Most of you will probably associate cranberries with turkey and Thanksgiving, but in Slovakia, we prefer to serve them with game and, quite often, as a garnish for grilled or roasted cheese.
It should be said though that only certain types of cheese are suited to pan-roasting, and for this recipe in particular, the choice is even narrower. The good news is that the cheese you will need is available worldwide, though it might be sold under different names.
Encián is the Slovak variety of French Camembert – a soft, creamy cow’s milk cheese with an edible rind. Like Camembert, Encián is sold whole as small (80 g) or large (110 g) round cheese in cardboard boxes.
In the neighbouring Czech Republic, Hermelín cheese is a very close relative to Encián, or perhaps is it vice versa?
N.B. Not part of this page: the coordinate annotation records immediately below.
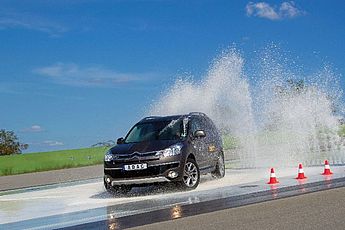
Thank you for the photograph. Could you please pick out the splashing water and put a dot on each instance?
(278, 121)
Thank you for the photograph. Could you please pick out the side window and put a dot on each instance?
(196, 124)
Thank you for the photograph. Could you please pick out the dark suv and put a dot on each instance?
(165, 149)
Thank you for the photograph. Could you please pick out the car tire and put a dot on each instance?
(219, 172)
(191, 175)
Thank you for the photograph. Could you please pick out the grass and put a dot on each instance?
(44, 161)
(341, 131)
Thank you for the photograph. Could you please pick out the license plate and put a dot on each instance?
(135, 167)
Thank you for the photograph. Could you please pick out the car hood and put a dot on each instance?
(143, 147)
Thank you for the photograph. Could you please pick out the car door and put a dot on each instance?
(198, 144)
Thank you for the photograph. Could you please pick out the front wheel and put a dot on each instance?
(219, 172)
(191, 175)
(118, 190)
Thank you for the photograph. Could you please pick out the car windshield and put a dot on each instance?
(158, 130)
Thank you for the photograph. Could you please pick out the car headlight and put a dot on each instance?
(171, 151)
(108, 156)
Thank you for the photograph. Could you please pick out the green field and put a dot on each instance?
(44, 161)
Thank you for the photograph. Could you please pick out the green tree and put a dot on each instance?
(9, 143)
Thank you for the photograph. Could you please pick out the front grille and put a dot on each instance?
(149, 172)
(136, 156)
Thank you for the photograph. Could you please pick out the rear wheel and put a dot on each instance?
(191, 175)
(219, 172)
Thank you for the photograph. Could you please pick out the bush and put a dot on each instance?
(9, 143)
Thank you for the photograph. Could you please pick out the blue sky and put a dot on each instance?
(73, 73)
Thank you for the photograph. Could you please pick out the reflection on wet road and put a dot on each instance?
(90, 203)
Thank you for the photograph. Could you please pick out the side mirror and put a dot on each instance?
(120, 141)
(199, 134)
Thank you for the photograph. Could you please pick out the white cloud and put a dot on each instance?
(265, 10)
(52, 143)
(33, 129)
(73, 74)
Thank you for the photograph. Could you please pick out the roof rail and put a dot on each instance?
(197, 113)
(150, 117)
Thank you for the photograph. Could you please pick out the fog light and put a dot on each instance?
(172, 174)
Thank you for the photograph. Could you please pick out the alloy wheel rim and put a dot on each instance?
(190, 176)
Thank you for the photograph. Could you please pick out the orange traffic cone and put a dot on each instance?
(300, 173)
(327, 170)
(273, 179)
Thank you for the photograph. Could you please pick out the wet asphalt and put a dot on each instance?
(317, 210)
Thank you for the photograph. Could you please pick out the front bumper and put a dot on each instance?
(153, 174)
(148, 180)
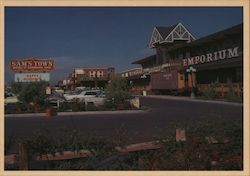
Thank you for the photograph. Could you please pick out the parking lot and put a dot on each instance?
(158, 121)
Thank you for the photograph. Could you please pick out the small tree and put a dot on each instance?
(30, 92)
(117, 91)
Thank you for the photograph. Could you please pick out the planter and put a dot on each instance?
(50, 112)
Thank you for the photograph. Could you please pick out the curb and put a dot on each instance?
(77, 113)
(194, 100)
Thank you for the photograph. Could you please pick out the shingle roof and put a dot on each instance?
(165, 31)
(145, 59)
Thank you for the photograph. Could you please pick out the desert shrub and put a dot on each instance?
(117, 91)
(211, 93)
(30, 92)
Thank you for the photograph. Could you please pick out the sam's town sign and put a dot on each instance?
(212, 57)
(27, 65)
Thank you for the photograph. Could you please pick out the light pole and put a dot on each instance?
(191, 70)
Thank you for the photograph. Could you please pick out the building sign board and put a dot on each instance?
(31, 77)
(212, 57)
(31, 65)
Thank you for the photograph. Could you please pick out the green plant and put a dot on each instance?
(231, 96)
(30, 92)
(117, 92)
(211, 93)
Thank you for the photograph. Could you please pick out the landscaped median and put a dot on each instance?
(185, 151)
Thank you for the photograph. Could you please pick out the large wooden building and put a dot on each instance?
(183, 62)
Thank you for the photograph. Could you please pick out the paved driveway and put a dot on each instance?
(161, 119)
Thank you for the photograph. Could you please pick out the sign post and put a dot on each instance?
(192, 70)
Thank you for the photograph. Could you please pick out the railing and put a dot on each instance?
(222, 88)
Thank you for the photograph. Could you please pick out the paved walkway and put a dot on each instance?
(193, 99)
(127, 111)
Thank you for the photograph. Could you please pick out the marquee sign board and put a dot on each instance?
(31, 65)
(32, 77)
(212, 57)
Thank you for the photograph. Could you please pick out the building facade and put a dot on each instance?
(214, 58)
(94, 77)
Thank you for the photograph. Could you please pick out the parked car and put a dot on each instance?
(11, 99)
(80, 95)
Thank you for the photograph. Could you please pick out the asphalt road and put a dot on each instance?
(133, 127)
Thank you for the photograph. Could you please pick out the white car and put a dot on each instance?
(12, 99)
(81, 95)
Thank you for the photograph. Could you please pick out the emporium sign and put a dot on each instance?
(28, 65)
(31, 77)
(212, 57)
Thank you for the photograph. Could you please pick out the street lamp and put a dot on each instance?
(191, 70)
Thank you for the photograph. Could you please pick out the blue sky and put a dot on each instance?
(100, 36)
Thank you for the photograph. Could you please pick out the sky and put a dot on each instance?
(100, 36)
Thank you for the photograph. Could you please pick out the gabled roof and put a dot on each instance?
(234, 30)
(165, 31)
(170, 34)
(149, 58)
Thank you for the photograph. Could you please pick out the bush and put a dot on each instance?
(211, 92)
(231, 96)
(117, 92)
(30, 92)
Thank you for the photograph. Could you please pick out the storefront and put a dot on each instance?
(216, 58)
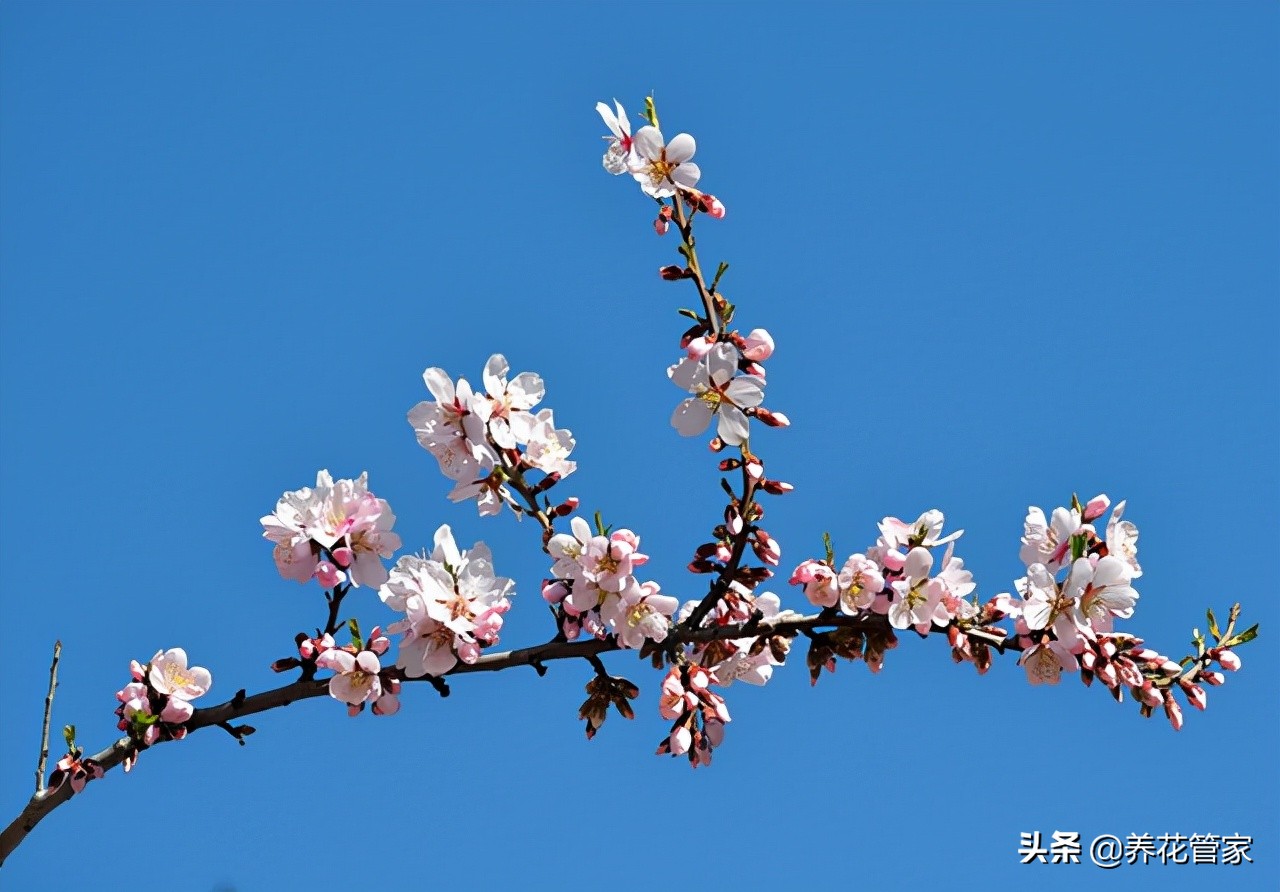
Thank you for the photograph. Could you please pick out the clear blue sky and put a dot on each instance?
(1008, 251)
It’s really difficult to trace the origins of this simple, classic dish, as Czechs and Slovaks lived together in one country for over seventy years, which explains why their cuisines often overlap.
In the recipe below I used the small cheese rounds of 80 g, but larger ones are perfectly fine as well, especially if your family or friends are ‘big eaters’. Also I put to good use the remining bottle of the Cranberry Compote preserved last summer.
Roasted Encian with Cranberries
- 2 Encian rounds (80 g each)
- 2 heaped tablespoons cranberry compote
- salt, black pepper, oregano to taste
- oil for frying
- fresh vegetables to garnish
- Wash and cut or slice the vegetables. Arrange them on a serving plate.
- Warm a pan over a low heat. Brush the cheese rounds all over with oil. Season with salt, freshly ground black pepper and oregano to taste.
- Put the cheese rounds in the pan, increase the heat to medium, and roast on both sides for about 10 minutes. This will ensure the cheese is soft inside and lightly browned on the outside.
- Transfer the warm cheeses on the serving plates, top with the cranberry compote and serve immediately with slices of wholegrain bread.Grilled Encián or Hermelín with a cranberry sauce is often prepared fresh at open-air food festivals around Slovakia. You can also get it at Christmas market stalls, which will open in all Slovak towns and cities in about 10 days.